The Internet Knows How

Internet, News, Stuff, Technology, Videos Comments Off

Terri Rossman considers herself a visual learner. So when the 52-year-old marketing professional wanted to learn a new knitting stitch, she turned to the Web.

“I searched for ‘knit bobble stitch’ on Google and I found a video of someone doing it,” said Rossman, who lives in the Detroit area. “It was perfect for me.”

The Web has become the place where people go to learn new tricks. Traffic to sites likeeHow.com and WikiHow.com have doubled over the past year, according to figures from ComScore Networks, while start-ups such as Howcast.com and Findhow.com, a search engine to find “how-to” content, are entering the field.

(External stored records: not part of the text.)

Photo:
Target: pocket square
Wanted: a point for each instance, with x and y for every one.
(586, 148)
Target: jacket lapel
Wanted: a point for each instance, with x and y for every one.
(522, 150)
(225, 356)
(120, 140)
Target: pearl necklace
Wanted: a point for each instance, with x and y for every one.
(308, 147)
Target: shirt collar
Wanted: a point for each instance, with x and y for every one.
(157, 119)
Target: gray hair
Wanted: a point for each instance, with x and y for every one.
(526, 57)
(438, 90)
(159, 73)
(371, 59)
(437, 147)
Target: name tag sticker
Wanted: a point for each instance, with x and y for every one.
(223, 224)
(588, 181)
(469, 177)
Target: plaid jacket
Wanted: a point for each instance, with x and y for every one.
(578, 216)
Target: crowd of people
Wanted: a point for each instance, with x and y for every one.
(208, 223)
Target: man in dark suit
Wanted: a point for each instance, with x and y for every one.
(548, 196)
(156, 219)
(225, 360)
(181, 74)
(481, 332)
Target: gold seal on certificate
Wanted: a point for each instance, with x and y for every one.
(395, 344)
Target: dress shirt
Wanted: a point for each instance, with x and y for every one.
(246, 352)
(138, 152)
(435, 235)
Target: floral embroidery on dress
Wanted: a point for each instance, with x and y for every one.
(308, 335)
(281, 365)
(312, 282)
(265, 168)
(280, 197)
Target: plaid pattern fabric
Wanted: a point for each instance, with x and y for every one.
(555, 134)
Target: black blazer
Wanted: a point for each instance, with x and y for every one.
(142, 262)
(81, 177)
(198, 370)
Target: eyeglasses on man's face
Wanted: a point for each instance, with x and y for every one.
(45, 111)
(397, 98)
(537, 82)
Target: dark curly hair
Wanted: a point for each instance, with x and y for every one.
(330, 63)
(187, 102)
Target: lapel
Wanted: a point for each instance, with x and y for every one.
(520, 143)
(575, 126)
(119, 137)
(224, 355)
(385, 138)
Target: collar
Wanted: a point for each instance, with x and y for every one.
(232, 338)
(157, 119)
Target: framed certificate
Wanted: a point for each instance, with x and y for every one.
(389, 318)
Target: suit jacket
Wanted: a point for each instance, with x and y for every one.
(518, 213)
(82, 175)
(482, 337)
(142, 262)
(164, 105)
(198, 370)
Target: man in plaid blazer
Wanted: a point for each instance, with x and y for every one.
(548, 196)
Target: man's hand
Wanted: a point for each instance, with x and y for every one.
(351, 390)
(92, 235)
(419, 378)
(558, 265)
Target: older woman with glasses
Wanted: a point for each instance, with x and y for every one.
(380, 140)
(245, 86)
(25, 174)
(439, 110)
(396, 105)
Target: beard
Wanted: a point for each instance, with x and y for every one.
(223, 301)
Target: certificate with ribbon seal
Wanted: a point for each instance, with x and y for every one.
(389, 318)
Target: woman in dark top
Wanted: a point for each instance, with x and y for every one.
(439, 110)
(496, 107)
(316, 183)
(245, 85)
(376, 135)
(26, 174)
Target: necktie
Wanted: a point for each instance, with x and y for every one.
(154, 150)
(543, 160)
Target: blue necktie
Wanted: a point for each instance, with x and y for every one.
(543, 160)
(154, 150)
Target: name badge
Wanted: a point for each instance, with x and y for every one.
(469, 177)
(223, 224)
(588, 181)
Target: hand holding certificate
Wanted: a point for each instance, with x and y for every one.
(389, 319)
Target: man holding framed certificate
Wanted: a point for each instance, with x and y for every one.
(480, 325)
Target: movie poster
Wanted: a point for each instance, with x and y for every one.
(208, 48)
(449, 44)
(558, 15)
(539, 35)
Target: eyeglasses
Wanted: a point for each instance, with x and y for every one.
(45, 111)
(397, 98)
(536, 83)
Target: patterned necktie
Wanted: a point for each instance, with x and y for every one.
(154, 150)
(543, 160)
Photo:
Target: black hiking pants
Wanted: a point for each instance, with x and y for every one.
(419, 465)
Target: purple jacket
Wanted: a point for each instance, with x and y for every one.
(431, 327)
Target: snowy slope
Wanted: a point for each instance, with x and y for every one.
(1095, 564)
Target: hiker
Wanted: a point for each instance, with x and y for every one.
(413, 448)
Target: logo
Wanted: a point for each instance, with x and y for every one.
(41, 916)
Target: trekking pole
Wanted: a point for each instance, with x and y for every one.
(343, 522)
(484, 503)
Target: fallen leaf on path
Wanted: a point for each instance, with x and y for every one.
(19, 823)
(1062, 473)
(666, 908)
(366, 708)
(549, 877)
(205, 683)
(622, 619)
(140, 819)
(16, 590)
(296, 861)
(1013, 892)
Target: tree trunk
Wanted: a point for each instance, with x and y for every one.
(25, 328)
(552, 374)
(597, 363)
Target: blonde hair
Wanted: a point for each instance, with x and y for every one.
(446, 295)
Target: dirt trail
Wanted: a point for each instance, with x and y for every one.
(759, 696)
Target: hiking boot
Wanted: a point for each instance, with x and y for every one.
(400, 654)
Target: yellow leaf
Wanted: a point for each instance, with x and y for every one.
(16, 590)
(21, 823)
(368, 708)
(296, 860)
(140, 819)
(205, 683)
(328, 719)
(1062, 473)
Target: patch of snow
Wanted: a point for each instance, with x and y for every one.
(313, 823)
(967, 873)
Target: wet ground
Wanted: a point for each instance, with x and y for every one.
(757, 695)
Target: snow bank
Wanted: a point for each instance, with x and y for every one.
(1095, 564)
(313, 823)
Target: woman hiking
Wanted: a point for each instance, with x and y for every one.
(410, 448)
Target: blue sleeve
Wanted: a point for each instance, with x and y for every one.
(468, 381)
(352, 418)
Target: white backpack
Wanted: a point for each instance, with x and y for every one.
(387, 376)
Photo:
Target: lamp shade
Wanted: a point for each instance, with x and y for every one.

Want to learn how to count cards at a blackjack table? Go to eHow. Interested in dating a flight attendant? Howcast has a video with some advice. Want to create the cat-eye look favored by singer Amy Winehouse? Several videos on YouTube can help.

“I saw with Google and then YouTube that people are really searching for this stuff,” said Jason Liebman, cofounder and chief executive of Howcast, which has been in development for a year and recently opened for visitors. “But no one was showing you to flirt with a girl or swaddle a baby.”

Liebman, who worked at Google Video and then YouTube, has raised US$9 million in funding for Howcast. The site produces its own videos and also pays people to create videos. Like other sites of its kind, it plans to generate revenue through.

The variety and quality of how-to content can vary across the Web. Howcast offers only videos, while WikiHow, a site where anyone can contribute, largely offers text-based guides. At eHow, which encourages community through its social networking tools, the content is a mix of professionally produced material and user-created items.